This is a fun and instructive question, so I'm going to attempt an adequate answer.
Q: How many decades are we far from achieving a virtual world just like our real world?
Nobody knows, although it's popular to use 2050, a number they came up with, I believe, based on some form of Moore's Law. But they're just guessing, and nobody knows if they type of singularity proposed is even possible. We still don't understand how the human brain works, or if strong Artificial General Intelligence is even possible. (I personally think it definitely is, but am skeptical of the optimistic predictions in terms of when. There is a wide spectrum of opinions on the matter.)
Time Leap
It seems to me that in modeling, for instance, the entire planet in this manner, the simulation is going to use all kinds of abstraction (as opposed to modeling every atom and sub-atomic state.) For that reason, I'd think any simulation would only approximate reality, and not be 100% accurate predictively. My guess is you'd have to run a very high number of such simulations, then statistically determine which outcome would be most likely based on a set of outcomes, but the more you narrowed that to a single result, the lower the accuracy.

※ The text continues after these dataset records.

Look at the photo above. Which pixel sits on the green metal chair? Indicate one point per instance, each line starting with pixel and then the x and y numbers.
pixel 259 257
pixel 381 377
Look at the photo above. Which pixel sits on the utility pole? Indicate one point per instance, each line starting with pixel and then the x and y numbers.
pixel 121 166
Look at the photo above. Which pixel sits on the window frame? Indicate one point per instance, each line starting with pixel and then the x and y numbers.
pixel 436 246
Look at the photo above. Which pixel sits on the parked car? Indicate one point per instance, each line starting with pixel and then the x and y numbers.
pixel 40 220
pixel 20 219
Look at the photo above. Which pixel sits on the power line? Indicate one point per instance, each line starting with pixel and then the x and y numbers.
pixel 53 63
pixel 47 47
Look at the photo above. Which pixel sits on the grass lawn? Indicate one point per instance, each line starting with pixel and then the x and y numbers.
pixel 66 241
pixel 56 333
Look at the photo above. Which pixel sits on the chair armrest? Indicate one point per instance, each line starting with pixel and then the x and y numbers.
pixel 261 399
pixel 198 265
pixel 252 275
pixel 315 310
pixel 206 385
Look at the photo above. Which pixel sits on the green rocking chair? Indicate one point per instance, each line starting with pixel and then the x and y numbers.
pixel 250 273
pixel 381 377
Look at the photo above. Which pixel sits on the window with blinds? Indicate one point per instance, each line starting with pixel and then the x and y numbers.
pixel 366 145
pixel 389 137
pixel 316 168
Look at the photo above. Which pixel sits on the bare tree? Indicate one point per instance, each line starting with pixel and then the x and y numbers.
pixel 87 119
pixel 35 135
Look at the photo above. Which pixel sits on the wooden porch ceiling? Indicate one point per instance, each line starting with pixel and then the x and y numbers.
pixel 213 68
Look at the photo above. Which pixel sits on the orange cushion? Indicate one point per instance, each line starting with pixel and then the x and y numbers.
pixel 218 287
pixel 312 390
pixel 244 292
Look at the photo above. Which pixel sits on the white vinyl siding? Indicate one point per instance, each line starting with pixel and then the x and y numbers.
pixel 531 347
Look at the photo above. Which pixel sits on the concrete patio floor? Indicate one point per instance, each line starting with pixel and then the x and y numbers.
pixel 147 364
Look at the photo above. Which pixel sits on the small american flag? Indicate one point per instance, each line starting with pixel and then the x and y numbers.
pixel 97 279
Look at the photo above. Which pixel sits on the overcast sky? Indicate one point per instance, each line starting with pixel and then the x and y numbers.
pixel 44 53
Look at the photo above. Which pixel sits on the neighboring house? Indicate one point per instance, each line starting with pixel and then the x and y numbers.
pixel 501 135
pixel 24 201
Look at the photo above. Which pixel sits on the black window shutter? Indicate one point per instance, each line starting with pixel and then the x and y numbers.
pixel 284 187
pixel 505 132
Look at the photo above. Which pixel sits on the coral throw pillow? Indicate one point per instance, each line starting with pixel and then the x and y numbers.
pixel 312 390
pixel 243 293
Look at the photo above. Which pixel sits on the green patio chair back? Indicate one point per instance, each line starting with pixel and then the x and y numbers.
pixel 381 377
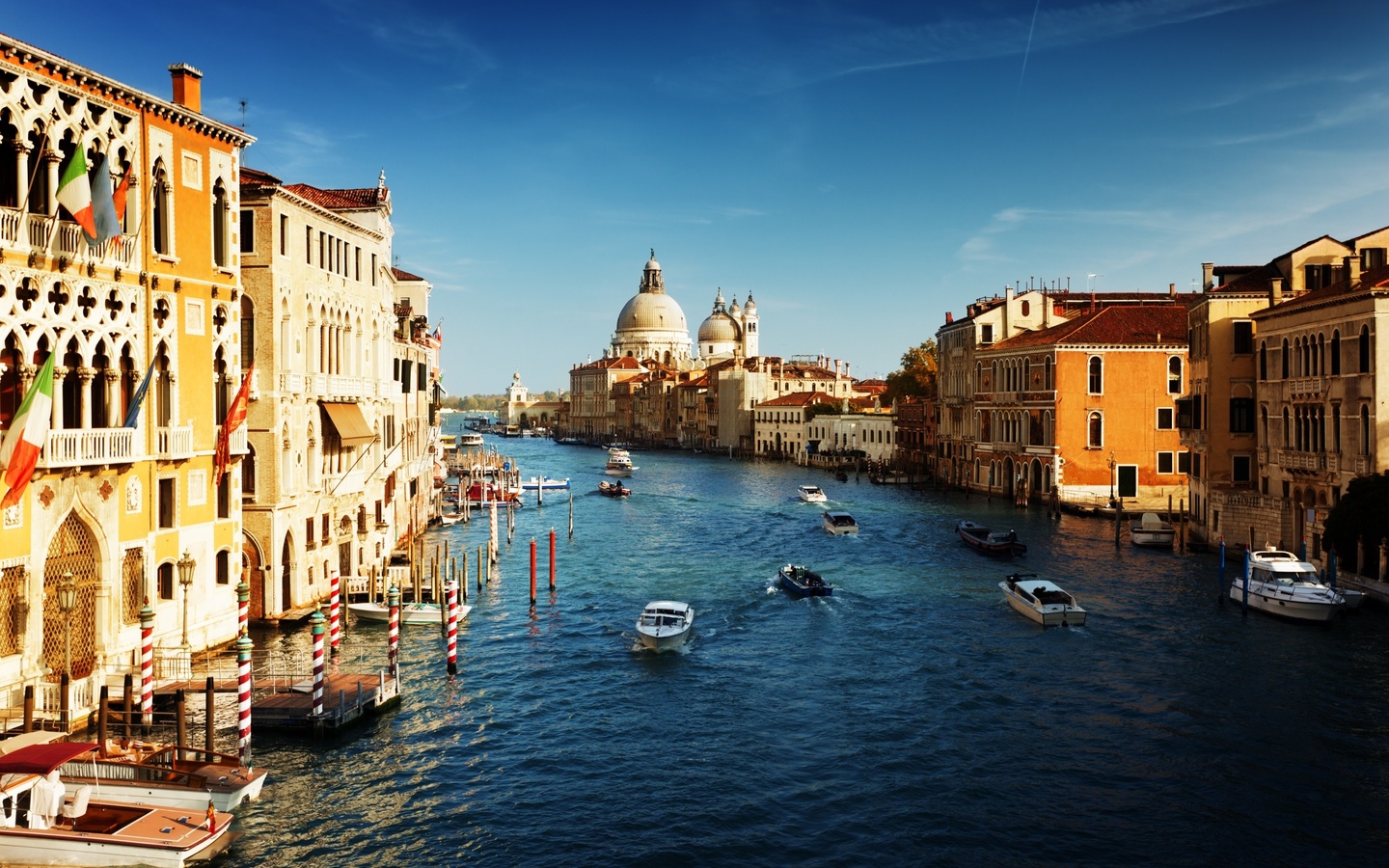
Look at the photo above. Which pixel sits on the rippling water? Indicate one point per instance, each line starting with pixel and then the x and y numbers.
pixel 912 717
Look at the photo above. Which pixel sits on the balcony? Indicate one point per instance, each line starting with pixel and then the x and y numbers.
pixel 78 448
pixel 174 444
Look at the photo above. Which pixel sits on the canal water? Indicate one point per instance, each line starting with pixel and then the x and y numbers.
pixel 912 717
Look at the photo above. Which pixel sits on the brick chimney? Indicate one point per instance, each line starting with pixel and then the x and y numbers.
pixel 188 87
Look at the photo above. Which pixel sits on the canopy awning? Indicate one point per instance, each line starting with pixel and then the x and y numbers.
pixel 352 426
pixel 41 758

I've been thinking about Conway's Game of Life in relation to Laplace's Demon lately. Perhaps Game of Life would provide some insight. I think part of the problem there is that there is still a hard limit to the speed of information in the system (which can be analogous to the hard limit of c in the "real" world.) Game of Life is a deterministic with a single node for each ply of the (predictive) game tree. Predicting the outcome of a novel, non-trivial starting configuration is indistinguishable from running the simulation. But the only entity that has perfect information in regards to the entire system is the system itself. It's possible that an intelligent construct within Game of Life could model outcomes of local phenomena, but perfect information on the entire system is an impossibility, and as with quantum phenomena, trading of information actually affects the system. (See glider guns.)
@k.c. posted a very useful link on the Limits of Computation, which is probably a much less convoluted approach to the question;)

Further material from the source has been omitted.